Tony Award winner Julie White as Harriet, the White House Chief-of-Staff, is a whirlwind of sidesplitting rage, barking orders and shouting obscenities as she is faced with how to handle the scandal(s) and what to tell the Press Secretary Jean – played with equal concern but greater deadpan control by Suzy Nakamura in her noteworthy Broadway debut – as she’s about to face questions from a roomful of reporters. Among the most probing is Tony Award nominee Lilli Cooper as Chris, a tenacious member of the press and a nursing mother, determined to get the big story, no matter what it takes, while pumping her breast milk, getting incoming calls on her unsilenced cell phone (oops!), and causing yet another major presidential crisis with the marble bust of a revered Suffragette (a witty reference to the farcical perversion of the early feminist movement).

Vanessa Williams and Rachel Dratch. Photo by Paul Kolnik.

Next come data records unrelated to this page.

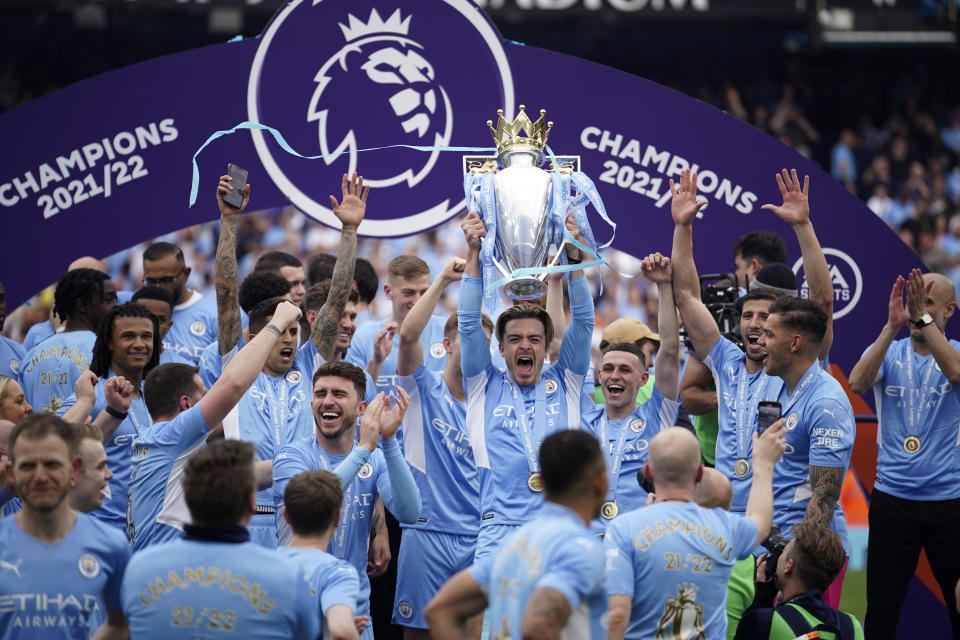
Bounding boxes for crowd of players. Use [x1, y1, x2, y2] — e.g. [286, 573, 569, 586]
[0, 165, 957, 640]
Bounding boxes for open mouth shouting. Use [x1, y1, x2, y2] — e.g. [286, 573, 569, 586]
[745, 332, 767, 359]
[516, 355, 535, 378]
[279, 347, 295, 363]
[605, 383, 626, 401]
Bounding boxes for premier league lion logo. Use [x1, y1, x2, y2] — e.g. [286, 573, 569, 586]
[309, 9, 452, 189]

Add to them the smart but insecure assistant Stephanie, played to comedic perfection by SNL regular Rachel Dratch in an uproarious Broadway debut; SAG Award winner Lea DeLaria as the brash drug-dealing Bernadette, Jean’s ex and the President’s sister, released from prison and there to receive a pardon from her brother for her conviction; Grammy, Emmy, and Tony Award nominee Vanessa Williams as the strong and in-charge First Lady Margaret, willing to maintain the appearance of charm, commitment to public service, and a stable marriage to retain her popularity and to advance her own ambitions; and Emmy Award winner Julianne Hough in another stellar Broadway debut as Dusty, a pretty, young, and ever-ebullient bimbo, impregnated by the President, flown out to the White House on a private jet to see him, vomiting up blue slushies from morning sickness, and causing more stress for the staff and distress for Margaret. And though the show is not a musical, with Stroman directing and Hough (known from the TV series Dancing with the Stars) in the cast, it’s no surprise that it includes amusing segments of dance and concludes with a mini-concert of feminist anthems by the united women.

Julianne Hough, Lea DeLaria, and Suzy Nakamura. Photo by Paul Kolnik.

The wild action is enhanced by Sonoyo Nishikawa’s high-key lighting and a rapidly rotating set by Beowulf Boritt that shifts with the scenes from historic room to room in the tastefully furnished White House. Costumes by Linda Cho, and hair and wigs by Cookie Jordan, are suited to the women’s personalities and to the scornful (and sometime unwitting) jokes about them.

POTUS‘s adult situations, obscene language, and sexist-based humor might not be for everyone, but they effectively serve to heighten the socio-political farce and to drive home the closing feminist message, “You’re gonna hear me roar.”

Running Time: Approximately one hour and 45 minutes, including an intermission.

POTUS plays through Sunday, August 14, 2022, at the Shubert Theatre, 225 West 44th Street, NYC. For tickets (priced at $39-250), go online. Everyone must show proof of COVID-19 vaccination to enter the building and must wear a mask at all times when inside.